In February 2022, Balyasny stated the firm was investing in private startups, a trend done by other hedge fund peers, such as Tiger Global Management and Coatue Management. That same year, the firm started BAM Elevate, a growth capital unit focused on late-stage venture and growth-stage companies on a trajectory to IPO.

In March 2022, the firm announced it would create a new equities unit called Corbets Capital, with offices in New York and Greenwich, Connecticut.

In 2023, Balyasny opened an office in Dubai. That same year, the firm switched to longer "lock-ups" for investors' capital, ensuring a minimum of two years for withdrawals.

In June 2023, the firm released its own version of ChatGPT to its employees, and, in January 2024, it was reported that the hedge fund was building an AI equivalent of a senior analyst. By August 2024, the firm's chatbots were completing research and analysis, and an internal AI team had grown to 12 members.
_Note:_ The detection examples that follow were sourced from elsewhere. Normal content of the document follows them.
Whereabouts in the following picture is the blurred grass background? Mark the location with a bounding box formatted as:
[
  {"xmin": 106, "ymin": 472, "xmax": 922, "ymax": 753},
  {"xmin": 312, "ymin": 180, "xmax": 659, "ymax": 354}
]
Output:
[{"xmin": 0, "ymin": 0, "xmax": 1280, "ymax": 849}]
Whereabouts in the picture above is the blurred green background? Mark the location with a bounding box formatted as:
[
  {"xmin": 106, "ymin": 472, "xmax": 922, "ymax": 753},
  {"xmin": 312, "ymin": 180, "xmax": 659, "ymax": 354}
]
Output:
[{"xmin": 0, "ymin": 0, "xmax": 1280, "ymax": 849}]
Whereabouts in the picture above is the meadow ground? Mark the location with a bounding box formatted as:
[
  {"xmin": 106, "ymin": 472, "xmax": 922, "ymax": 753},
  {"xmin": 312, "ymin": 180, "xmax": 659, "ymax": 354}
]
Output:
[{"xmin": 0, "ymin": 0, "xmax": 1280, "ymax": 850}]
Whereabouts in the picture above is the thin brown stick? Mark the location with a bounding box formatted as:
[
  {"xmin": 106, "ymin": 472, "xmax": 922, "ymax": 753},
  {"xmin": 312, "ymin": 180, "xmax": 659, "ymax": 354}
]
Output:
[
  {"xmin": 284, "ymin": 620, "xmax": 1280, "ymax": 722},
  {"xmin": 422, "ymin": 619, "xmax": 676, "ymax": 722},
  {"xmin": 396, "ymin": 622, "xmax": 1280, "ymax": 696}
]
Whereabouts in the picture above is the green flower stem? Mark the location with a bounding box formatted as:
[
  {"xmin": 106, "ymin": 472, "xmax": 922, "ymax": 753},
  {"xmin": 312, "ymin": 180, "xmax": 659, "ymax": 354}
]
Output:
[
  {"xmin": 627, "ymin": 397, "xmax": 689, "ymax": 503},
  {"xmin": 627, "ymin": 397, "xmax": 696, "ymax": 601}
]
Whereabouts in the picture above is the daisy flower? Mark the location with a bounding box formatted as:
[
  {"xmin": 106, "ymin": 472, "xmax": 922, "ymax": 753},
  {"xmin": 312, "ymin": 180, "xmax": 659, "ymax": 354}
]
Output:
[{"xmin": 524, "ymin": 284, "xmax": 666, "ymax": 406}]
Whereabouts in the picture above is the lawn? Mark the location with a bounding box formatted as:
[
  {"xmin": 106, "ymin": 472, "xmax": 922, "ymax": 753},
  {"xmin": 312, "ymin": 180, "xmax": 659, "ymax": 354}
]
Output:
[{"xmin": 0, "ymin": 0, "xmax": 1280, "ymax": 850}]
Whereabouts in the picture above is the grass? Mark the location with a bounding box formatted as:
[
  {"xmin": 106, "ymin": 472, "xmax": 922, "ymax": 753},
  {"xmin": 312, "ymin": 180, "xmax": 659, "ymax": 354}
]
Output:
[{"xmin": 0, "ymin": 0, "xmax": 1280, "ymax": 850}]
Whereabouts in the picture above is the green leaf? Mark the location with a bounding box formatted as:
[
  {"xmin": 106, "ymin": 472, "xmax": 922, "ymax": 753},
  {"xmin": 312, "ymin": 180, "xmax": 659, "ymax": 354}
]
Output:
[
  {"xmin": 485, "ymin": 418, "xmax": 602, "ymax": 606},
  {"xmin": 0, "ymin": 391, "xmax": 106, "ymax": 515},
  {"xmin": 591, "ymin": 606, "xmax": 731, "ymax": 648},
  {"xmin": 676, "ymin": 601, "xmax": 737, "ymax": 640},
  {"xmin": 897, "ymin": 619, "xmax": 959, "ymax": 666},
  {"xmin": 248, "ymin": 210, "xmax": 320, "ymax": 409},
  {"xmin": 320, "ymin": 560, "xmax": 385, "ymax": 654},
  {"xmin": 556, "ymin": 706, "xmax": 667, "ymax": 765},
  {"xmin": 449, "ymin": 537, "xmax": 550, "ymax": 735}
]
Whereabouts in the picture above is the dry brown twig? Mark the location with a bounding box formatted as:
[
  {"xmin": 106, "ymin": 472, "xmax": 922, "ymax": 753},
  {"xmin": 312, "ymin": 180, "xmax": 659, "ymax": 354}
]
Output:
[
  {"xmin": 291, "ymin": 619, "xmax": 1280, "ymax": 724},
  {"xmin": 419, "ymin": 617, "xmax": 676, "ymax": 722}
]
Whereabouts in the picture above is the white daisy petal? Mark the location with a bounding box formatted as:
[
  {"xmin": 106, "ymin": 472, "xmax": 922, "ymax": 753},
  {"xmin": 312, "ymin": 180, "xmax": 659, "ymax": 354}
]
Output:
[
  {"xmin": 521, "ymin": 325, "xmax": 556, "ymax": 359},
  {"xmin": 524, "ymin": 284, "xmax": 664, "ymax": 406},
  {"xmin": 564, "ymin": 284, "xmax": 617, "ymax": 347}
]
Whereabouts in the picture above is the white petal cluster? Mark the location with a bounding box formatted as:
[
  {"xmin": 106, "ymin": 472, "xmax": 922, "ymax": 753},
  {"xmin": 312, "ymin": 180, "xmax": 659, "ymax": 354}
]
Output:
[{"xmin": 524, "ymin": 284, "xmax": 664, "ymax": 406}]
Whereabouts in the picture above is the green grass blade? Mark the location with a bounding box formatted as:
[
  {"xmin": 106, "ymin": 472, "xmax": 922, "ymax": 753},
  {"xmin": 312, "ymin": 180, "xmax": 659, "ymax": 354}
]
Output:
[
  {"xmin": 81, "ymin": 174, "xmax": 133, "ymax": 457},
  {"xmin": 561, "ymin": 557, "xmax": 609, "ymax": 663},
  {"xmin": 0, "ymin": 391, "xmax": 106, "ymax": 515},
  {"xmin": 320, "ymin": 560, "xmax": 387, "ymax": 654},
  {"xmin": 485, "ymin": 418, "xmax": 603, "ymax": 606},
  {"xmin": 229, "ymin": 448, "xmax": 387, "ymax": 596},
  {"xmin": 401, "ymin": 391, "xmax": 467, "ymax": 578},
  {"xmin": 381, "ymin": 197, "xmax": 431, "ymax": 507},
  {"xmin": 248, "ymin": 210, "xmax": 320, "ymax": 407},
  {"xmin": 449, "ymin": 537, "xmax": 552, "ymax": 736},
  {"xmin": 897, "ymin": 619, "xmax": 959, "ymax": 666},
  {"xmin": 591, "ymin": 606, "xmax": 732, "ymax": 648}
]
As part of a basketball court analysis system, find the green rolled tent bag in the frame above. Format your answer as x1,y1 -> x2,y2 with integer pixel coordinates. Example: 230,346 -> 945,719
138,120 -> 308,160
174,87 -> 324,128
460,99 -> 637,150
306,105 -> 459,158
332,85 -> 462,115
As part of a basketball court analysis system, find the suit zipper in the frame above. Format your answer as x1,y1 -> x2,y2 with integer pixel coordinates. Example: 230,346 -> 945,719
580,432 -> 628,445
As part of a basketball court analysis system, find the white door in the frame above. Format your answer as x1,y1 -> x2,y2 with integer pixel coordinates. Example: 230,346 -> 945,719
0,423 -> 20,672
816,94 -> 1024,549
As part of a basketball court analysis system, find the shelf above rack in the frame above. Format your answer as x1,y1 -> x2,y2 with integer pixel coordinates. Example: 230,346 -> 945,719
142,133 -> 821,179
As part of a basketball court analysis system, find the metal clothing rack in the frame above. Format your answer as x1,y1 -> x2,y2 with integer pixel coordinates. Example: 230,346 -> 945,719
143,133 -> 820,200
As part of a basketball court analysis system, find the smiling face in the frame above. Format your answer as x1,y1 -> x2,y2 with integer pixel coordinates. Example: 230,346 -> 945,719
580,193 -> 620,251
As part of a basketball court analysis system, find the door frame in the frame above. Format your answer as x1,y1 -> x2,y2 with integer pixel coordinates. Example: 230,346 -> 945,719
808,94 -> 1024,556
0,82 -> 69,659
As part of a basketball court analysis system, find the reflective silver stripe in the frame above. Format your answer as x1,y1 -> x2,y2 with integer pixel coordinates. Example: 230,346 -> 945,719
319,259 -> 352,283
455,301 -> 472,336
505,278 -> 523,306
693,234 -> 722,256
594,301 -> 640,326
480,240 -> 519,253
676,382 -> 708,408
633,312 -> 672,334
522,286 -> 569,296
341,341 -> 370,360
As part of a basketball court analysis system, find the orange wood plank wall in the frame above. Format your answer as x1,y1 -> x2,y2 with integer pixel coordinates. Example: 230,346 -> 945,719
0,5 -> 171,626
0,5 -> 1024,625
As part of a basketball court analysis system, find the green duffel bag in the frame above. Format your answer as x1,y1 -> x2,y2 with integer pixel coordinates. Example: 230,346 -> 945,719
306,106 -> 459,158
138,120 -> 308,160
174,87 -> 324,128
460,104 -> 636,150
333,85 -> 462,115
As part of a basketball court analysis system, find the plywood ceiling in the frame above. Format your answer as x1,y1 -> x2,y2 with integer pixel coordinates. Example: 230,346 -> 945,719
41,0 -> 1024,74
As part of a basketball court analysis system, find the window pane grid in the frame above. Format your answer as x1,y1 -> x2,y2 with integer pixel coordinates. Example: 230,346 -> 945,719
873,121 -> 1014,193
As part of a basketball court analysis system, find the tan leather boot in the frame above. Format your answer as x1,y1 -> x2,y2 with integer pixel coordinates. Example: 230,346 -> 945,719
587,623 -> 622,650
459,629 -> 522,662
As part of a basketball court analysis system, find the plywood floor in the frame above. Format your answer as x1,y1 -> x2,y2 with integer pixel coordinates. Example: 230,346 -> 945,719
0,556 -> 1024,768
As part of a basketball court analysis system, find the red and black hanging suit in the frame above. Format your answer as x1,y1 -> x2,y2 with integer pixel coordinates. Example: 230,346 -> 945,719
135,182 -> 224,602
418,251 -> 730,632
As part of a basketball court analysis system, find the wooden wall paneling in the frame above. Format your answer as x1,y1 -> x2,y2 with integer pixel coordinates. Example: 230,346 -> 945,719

The company also began training analysts in data science and AI.

Dmitry Balyasny has led the firm's equities department since October 2023. In December 2023, the company said that more than half its assets under management were diversified into strategies including early stage investing, commodities, and macro.

In 2025, the company launched BAM Corner Point, its first dedicated venture fund, to focus on early-stage enterprise technology companies.

As of September 2025, BAM has 19 partners, down from 23 in 2024.